Carlos Recondo Lavanderos (born 27 April 1954) is a Chilean politician who served as member of the Constitutional Council and the Chamber of Deputies of his country.

== Biography ==
Recondo Lavanderos was born on 27 April 1954 in Puerto Montt. He is married to Samira Said and has three children: Carlos Eduardo, Rosario Andrea, and Consuelo Loreto.

He completed his secondary education at Colegio San Javier in Puerto Montt and at the Alianza Francesa School in Osorno. He later entered the Austral University of Valdivia, where he obtained a degree in veterinary medicine. He subsequently earned a Master of Business Administration (MBA) from the same institution.

=== Professional career ===
Recondo began his professional career at the Instituto de Desarrollo Agropecuario (INDAP) in Puerto Montt, where he worked for two years. He later served as head of INDAP in the locality of Los Muermos.

Between 1994 and 1997, he worked as zonal manager for Valdivia at the Asociación Chilena de Seguridad (ACHS).

== Political and public career ==
Recondo became politically active in 1972 through participation in the Gremialist Movement and the Confederation of Democracy (CODE), organizations that opposed the government of President Salvador Allende. His involvement continued until 1973.

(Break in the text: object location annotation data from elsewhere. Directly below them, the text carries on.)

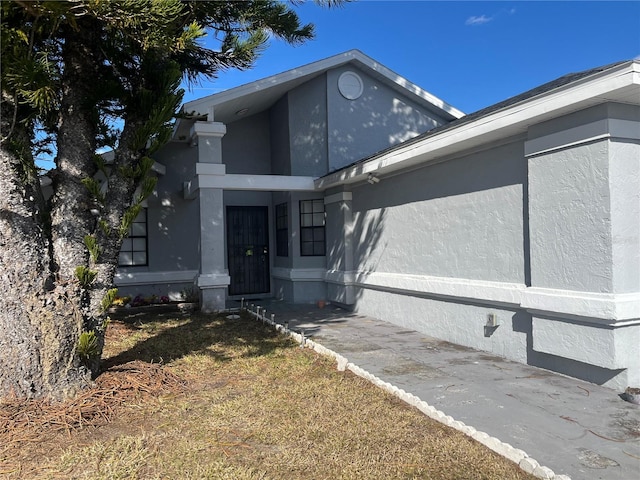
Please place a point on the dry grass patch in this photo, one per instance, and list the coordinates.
(199, 396)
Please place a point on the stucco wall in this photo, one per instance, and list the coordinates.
(461, 219)
(308, 128)
(379, 118)
(570, 219)
(246, 147)
(280, 139)
(173, 231)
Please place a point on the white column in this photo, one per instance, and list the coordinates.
(213, 278)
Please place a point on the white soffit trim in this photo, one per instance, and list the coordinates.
(619, 83)
(152, 278)
(299, 274)
(338, 197)
(605, 128)
(273, 82)
(274, 183)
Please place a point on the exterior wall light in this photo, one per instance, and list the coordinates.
(373, 179)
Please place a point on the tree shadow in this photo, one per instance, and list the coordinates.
(200, 334)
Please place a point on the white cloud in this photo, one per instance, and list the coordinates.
(482, 19)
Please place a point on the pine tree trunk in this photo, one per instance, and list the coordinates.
(38, 324)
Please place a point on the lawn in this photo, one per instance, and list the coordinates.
(193, 396)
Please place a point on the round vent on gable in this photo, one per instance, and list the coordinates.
(350, 85)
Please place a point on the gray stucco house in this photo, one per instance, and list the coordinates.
(514, 230)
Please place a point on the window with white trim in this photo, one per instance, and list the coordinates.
(282, 230)
(312, 222)
(133, 251)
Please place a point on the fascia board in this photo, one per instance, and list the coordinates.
(269, 82)
(506, 122)
(319, 67)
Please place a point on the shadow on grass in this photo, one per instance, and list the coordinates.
(199, 334)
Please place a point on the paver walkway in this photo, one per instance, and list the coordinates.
(575, 428)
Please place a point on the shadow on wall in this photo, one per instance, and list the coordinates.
(373, 123)
(367, 228)
(523, 322)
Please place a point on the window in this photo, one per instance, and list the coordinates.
(312, 227)
(134, 248)
(282, 230)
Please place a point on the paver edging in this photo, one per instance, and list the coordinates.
(505, 450)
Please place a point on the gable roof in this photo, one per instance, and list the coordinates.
(616, 82)
(262, 94)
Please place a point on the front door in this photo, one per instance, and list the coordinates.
(248, 250)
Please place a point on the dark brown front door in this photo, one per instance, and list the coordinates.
(248, 250)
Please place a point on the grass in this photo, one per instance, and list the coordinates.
(234, 400)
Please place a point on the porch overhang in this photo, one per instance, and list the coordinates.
(214, 176)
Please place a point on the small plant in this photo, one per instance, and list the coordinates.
(138, 301)
(121, 301)
(88, 345)
(85, 275)
(190, 295)
(108, 299)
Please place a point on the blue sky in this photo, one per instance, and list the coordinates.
(470, 54)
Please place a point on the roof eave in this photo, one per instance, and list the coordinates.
(512, 120)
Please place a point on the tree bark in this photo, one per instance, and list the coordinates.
(35, 318)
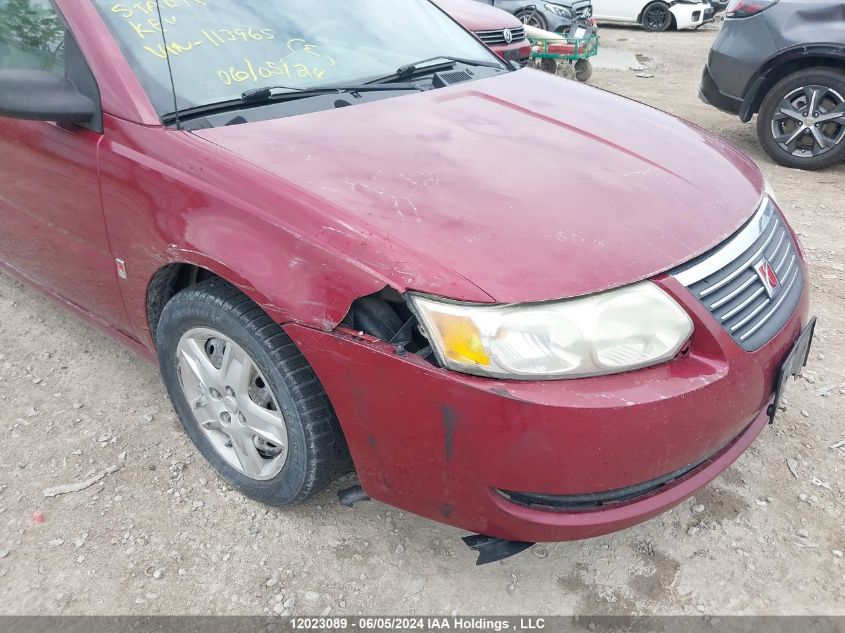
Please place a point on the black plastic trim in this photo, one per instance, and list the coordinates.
(595, 500)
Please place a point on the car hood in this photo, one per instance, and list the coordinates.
(528, 186)
(476, 16)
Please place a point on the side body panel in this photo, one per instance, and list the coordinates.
(296, 262)
(52, 228)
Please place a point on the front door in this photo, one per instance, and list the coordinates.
(52, 227)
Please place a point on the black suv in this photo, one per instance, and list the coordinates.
(784, 60)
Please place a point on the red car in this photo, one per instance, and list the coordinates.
(501, 31)
(341, 234)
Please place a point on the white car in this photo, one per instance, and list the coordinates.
(654, 15)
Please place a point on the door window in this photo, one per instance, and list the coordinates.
(32, 36)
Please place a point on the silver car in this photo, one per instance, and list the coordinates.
(549, 16)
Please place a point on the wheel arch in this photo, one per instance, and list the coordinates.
(783, 64)
(174, 277)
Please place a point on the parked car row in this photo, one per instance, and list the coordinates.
(782, 60)
(653, 15)
(317, 243)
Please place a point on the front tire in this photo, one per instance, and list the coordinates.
(657, 17)
(247, 397)
(801, 123)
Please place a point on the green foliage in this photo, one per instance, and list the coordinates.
(33, 26)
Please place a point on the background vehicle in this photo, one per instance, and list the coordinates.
(785, 62)
(319, 280)
(549, 16)
(501, 31)
(655, 15)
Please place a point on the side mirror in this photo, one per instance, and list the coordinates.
(38, 95)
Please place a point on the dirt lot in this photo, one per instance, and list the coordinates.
(162, 535)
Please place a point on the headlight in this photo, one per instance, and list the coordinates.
(606, 333)
(558, 10)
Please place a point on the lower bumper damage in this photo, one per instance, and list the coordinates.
(547, 461)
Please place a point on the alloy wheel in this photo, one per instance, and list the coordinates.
(810, 121)
(657, 17)
(232, 403)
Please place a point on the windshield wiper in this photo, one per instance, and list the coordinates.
(425, 65)
(288, 93)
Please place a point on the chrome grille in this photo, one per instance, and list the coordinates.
(727, 283)
(498, 37)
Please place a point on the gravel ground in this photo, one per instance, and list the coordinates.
(160, 534)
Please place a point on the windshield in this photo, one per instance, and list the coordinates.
(221, 48)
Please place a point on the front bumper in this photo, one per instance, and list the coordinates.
(445, 446)
(690, 16)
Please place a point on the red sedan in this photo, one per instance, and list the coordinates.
(501, 31)
(339, 229)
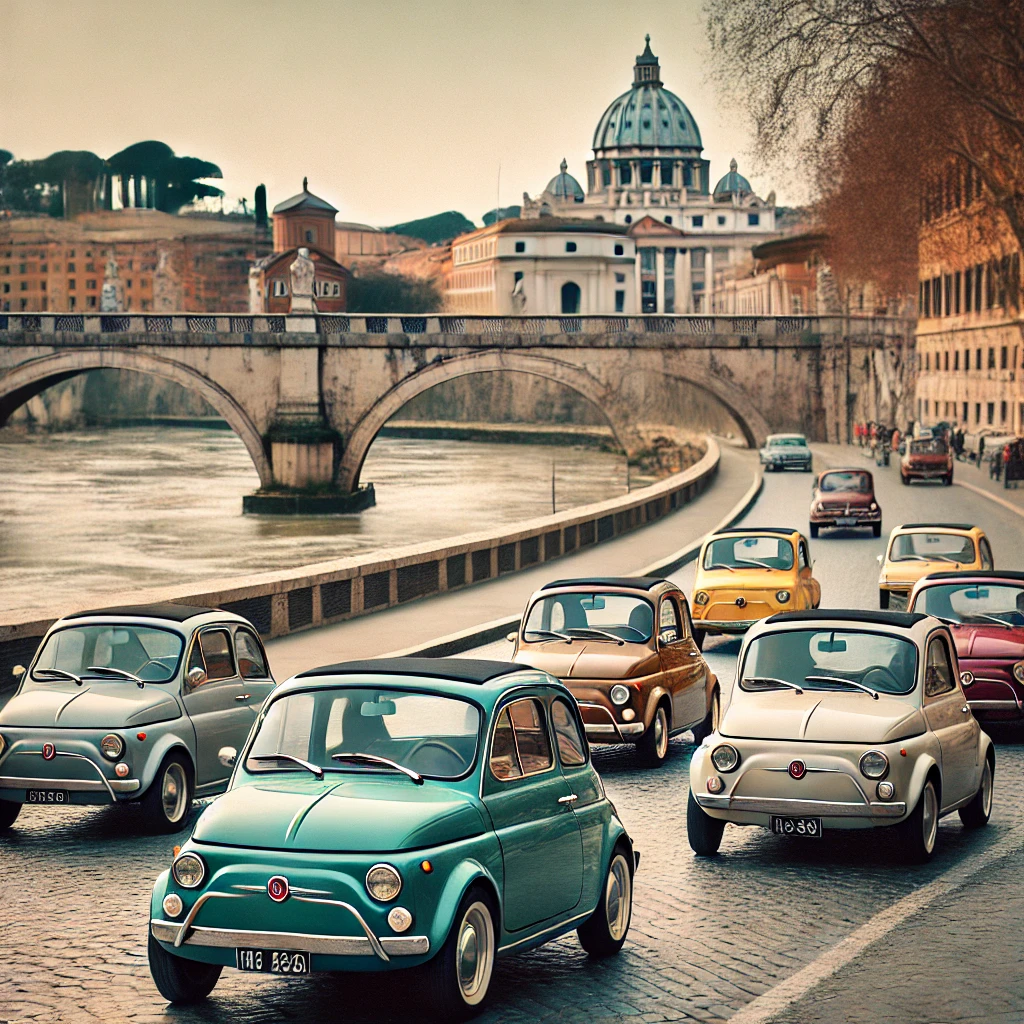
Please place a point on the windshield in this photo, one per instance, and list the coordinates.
(428, 733)
(860, 482)
(591, 615)
(884, 664)
(997, 604)
(941, 547)
(750, 552)
(145, 651)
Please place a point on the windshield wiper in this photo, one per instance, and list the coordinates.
(375, 760)
(840, 679)
(315, 769)
(60, 673)
(772, 680)
(118, 672)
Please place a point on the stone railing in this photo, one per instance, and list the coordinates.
(286, 601)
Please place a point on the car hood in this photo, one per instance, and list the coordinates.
(821, 716)
(93, 706)
(341, 814)
(589, 659)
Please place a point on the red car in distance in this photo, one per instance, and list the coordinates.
(985, 611)
(845, 498)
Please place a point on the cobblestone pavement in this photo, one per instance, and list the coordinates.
(708, 937)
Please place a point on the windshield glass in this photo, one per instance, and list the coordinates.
(146, 651)
(750, 553)
(884, 664)
(428, 733)
(860, 482)
(976, 603)
(941, 547)
(590, 615)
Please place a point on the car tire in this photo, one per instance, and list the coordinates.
(179, 980)
(456, 981)
(919, 833)
(710, 723)
(702, 832)
(8, 813)
(977, 813)
(166, 804)
(653, 744)
(603, 933)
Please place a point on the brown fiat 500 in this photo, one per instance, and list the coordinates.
(845, 498)
(625, 647)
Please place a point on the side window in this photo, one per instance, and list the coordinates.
(668, 622)
(571, 747)
(249, 654)
(217, 654)
(938, 671)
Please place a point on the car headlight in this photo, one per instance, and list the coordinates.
(112, 745)
(383, 883)
(875, 764)
(188, 870)
(725, 758)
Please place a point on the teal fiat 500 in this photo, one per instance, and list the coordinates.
(406, 813)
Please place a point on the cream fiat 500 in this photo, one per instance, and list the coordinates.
(844, 720)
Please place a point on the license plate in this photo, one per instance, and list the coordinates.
(810, 827)
(47, 797)
(271, 961)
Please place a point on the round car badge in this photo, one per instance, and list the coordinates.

In May 1986, he was appointed mayor of Los Muermos, a position he held until 1989.

A member of the Independent Democratic Union (UDI), Recondo served as regional president of the party from 1990 to 1992, and again from 1998 to 2002.

In December 1993, he ran unsuccessfully for re-election to the Chamber of Deputies of Chile representing District No. 56.

In the regional elections of November 2013, Recondo was elected as a Regional Councillor (CORE) for the Province of Llanquihue, serving for the term 2014–2018, with 10.40% of the vote.

On 22 March 2018, he was appointed National Director of the INDAP.

In 2023, Recondo became a candidate for the Constitutional Council representing the Independent Democratic Union on the Chile Seguro list in the Los Lagos Region. He was elected with 37,125 votes, corresponding to 8.4% of the valid votes cast.